Before the advent of writing, stories and songs were shared orally. Each storyteller or bard added their unique flair, ensuring that no two renditions were ever truly identical. However, with the introduction of the likes of writing and audio recording, stories and songs became standardised. This allowed the artists to reach wider audiences, preserving cultural narratives and fostering shared understanding. But in doing so, the ever-changing nature of music was lost.

Later, artists used technology to give music their own spin. Breaking away from the standardisation, ever so slightly. By remixing and sampling they gave old songs new life and new audiences. It encouraged cross-genre and cross-cultural collaborations, keeping music fresh and relevant.

With advancements in AI, we're entering a new musical era where AI can create endless variations while adapting to cultural shifts. Both in composition and in recording, AI can cater to individual tastes and produce vast amounts of tailored music. Bringing back a certain malleability to music, even in its recorded form. Artists now release multi-language songs for global markets, recording in one language while AI seamlessly translates and 'sings' in another.

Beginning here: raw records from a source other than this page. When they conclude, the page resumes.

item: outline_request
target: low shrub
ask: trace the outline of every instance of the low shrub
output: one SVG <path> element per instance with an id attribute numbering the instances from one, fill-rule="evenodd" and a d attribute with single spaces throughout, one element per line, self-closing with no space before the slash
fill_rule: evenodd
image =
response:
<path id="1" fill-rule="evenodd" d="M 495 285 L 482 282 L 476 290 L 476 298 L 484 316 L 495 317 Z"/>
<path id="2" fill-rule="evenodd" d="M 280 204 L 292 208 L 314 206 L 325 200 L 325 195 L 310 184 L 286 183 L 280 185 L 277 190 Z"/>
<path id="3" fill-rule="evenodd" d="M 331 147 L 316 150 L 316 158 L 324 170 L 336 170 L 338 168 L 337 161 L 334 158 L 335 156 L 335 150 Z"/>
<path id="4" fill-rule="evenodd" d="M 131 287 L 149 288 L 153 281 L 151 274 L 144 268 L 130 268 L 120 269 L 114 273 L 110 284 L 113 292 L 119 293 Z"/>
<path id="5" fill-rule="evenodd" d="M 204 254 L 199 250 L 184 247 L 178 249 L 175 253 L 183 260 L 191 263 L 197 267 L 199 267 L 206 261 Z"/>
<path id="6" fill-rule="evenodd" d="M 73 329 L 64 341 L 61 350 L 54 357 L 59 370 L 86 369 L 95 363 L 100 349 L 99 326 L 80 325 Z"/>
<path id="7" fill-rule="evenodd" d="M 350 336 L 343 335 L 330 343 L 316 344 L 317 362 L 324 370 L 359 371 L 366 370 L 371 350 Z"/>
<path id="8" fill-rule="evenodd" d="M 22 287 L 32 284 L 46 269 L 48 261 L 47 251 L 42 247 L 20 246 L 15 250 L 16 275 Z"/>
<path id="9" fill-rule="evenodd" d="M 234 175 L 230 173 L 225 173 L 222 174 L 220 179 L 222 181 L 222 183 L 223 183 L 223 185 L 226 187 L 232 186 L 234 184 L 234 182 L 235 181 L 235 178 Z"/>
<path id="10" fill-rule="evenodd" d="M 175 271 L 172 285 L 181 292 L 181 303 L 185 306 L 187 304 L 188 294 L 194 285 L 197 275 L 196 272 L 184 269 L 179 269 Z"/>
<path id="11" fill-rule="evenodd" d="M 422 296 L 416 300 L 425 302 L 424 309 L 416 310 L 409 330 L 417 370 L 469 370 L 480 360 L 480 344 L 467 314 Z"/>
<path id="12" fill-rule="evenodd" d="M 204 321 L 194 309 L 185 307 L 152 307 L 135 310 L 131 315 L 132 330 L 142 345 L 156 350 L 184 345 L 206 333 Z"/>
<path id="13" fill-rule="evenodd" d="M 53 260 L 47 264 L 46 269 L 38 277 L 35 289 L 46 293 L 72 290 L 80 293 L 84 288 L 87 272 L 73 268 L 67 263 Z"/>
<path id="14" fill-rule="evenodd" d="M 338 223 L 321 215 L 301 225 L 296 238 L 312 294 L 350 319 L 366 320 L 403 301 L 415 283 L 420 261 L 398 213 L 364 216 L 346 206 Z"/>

As we navigate this new musical landscape shaped by AI, it's crucial to strike a balance between tradition and innovation. Recordings have done more than just standardise storytelling; they've set a norm for how we experience music. From the days of piano rolls to today's streaming services, we've been presented with a consistent method to engage with 'standardised' tunes.

The challenge ahead isn't necessarily AI-assisted music—its presence is undeniable and here to stay. The real task is ensuring AI-supported musicians find their audience. We must optimise distribution and monetisation channels for this new evolution in music, ensuring that modern-day bards receive the support they need to keep the age-old tradition of storytelling alive.